Which tokenizer did you use?

Question

Which tokenizer did you use?

janwendt opened this issue 6 years ago · comments

Your documentation says:

The input file should contain one sentence by line, and they have to be tokenized. Otherwise, the tagger will perform poorly.
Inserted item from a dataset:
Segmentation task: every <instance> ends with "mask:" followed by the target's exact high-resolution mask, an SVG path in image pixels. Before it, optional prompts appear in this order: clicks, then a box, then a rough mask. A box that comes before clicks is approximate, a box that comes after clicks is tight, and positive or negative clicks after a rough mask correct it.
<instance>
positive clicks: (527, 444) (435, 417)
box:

Simple Question: Which tokenizer did you use?

Guillaume Lample · Answer 1 · Sat Apr 21 2018 05:11:52 GMT+0800 (China Standard Time)

Hi,

I only trained the model on the CoNLL datasets that were already tokenized, so I did not have to tokenized anything. Probably the Moses tokenizer should work well:
https://github.com/moses-smt/mosesdecoder/tree/master/scripts/tokenizer

Jan Wendt · Answer 2 · Sun Apr 22 2018 21:04:42 GMT+0800 (China Standard Time)

@glample can you give one example line how the input.txt should look like?

Guillaume Lample · Answer 3 · Mon Apr 23 2018 01:50:30 GMT+0800 (China Standard Time)

Yes, you can check the data here:
https://github.com/glample/tagger/tree/master/dataset

rezzy · Answer 4 · Tue May 08 2018 15:38:47 GMT+0800 (China Standard Time)

@janwendt What did you eventually do?

Jan Wendt · Answer 5 · Wed May 09 2018 00:13:57 GMT+0800 (China Standard Time)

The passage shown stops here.